In particular, Bruno was among the first to write about the universe as infinite in both time and space. He also was entirely comfortable with the idea that the universe contains many worlds and that some of the others might well be inhabited. This kind of thinking has given rise to astrobiology, the multidisciplinary science behind a concerted and well-financed effort to find life forms beyond Earth. Such a search would have no doubt delighted a man like Bruno, whose fascination with the workings of the universe and the possibility of life elsewhere turned him, in his era, into a tragic version of space visionary Arthur C. Clarke. Giordano Bruno: Philosopher/Heretic gives some support to the view of Bruno as a visionary of and martyr to science, but Rowland, who teaches in Notre Dame's school of architecture in Rome and writes about Italian cultural history, knows too much about him and his times to accept that simple picture. Rather, she tells the story of a bright, thin-skinned, rebellious and inquisitive young man from outside Naples who became a precocious Dominican priest, had some original thoughts, wrote some interesting treatises and long poems, and pretty quickly got in trouble with the authorities.

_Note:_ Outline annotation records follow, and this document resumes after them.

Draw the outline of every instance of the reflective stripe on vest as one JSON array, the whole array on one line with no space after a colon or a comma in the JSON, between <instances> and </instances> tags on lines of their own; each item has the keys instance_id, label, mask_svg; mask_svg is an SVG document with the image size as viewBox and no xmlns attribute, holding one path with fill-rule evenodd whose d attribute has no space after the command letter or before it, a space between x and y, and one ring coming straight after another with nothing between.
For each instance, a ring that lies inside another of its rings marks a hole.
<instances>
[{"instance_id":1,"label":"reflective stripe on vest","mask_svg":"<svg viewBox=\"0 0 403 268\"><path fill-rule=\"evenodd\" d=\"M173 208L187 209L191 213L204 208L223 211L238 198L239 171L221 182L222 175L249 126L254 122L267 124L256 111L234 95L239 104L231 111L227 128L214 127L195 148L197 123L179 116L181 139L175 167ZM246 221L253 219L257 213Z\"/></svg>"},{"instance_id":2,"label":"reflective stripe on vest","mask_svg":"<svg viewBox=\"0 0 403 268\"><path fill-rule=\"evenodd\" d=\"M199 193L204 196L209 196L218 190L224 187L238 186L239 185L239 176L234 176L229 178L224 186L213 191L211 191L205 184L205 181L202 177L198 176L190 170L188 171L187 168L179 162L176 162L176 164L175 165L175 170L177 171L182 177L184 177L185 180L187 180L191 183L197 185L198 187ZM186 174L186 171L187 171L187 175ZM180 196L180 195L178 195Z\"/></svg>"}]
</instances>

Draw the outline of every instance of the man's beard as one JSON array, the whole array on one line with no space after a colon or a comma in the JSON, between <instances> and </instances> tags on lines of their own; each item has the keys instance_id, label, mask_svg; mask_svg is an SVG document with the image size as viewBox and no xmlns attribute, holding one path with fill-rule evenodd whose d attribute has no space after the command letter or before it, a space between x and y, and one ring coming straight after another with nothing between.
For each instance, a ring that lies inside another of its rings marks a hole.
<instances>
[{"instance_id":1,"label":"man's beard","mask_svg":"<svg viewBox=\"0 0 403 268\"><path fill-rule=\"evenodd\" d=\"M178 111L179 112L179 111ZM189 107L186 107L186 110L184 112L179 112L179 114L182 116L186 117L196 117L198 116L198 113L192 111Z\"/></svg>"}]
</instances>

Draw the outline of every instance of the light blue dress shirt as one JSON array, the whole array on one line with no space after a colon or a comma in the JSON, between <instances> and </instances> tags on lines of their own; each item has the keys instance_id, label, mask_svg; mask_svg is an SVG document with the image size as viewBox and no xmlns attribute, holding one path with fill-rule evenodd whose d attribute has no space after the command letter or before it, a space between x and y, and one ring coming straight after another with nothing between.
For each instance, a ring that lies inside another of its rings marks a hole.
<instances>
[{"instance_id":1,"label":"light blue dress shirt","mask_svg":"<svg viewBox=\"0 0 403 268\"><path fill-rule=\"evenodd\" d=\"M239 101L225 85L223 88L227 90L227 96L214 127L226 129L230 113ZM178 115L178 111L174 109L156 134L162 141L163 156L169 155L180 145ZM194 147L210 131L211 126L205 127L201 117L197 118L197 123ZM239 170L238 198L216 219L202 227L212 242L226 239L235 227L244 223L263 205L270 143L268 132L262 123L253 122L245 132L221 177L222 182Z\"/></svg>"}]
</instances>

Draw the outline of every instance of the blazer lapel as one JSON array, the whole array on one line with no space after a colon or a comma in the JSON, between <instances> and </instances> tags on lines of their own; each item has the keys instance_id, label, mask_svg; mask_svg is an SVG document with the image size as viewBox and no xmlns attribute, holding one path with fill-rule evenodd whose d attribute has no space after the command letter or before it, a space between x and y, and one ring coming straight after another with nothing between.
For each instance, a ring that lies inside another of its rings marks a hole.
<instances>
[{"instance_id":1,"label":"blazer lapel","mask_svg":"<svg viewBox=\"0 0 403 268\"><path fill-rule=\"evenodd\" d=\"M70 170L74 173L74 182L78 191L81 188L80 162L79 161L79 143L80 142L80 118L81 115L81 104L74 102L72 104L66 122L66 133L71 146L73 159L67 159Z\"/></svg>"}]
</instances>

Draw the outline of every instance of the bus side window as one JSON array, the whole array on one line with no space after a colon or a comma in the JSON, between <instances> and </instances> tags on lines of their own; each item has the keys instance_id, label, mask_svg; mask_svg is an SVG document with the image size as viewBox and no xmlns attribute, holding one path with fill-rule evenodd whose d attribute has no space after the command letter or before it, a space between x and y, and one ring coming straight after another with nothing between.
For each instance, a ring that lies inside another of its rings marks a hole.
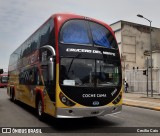
<instances>
[{"instance_id":1,"label":"bus side window","mask_svg":"<svg viewBox=\"0 0 160 136\"><path fill-rule=\"evenodd\" d=\"M38 69L36 69L35 71L35 76L36 76L36 85L42 85L42 79L41 79L41 76L40 76L40 72Z\"/></svg>"}]
</instances>

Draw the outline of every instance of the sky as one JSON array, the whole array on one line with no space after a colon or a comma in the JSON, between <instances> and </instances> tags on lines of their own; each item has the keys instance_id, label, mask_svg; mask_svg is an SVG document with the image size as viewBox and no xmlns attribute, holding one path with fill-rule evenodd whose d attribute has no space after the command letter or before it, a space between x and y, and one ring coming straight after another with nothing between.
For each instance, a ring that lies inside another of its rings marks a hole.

He did untoward and, to the displeasure of his superiors, rather Protestant-like things, such as throwing out most of his religious and personal belongings and keeping a spare monastery cell. He fled Rome when he learned he might be brought before the Inquisition and for years moved around Europe, traveling from Toulouse and Paris to London and Oxford, from Frankfurt and Geneva to Padua (where he applied for an astronomy position that was later held by Galileo.) He gained and lost numerous university positions as well as royal and aristocratic benefactors across Europe before returning to Venice at the request of a wealthy young nobleman who wanted to learn Bruno's memory skills, which were based on mnemonic associations but were sometimes attributed to "magic."

Bruno was handed over to the Inquisition after the young client concluded he wasn't getting the memory training he paid for, and Bruno spent the next eight years confined in Venice and then in Rome. Rowland describes in some detail the contorted -- but by the standards of the time entirely legal and accepted -- logic that led to Bruno being declared a heretic. His personal philosophy, which he called Nolan after the town where he was born, appeared to be a high-minded and exuberant distillation of Greek atomists (who saw the universe as infinite), St. Thomas of Aquinas (a fellow Dominican whose "natural theology" sought to prove the existence of God through philosophy), and Copernicus (who moved Earth out of its formerly central position in the universe), along with a view of God as within (as opposed to transcending) nature and man and a fondness for ancient Egypt . To the Inquisition, all this was dangerous and occult and outrageous.

Rowland's tale reads like an academic treatise at times, and it would be fascinating to know more about Bruno's personal life. But perhaps that's too much to ask, considering the times in which he lived and his peripatetic existence. Maybe it's enough simply to know more about the career of the brooding man whose statue looms over Campo de' Fiore. ยท

Marc Kaufman, a science writer for The Washington Post, is working on a book about astrobiology.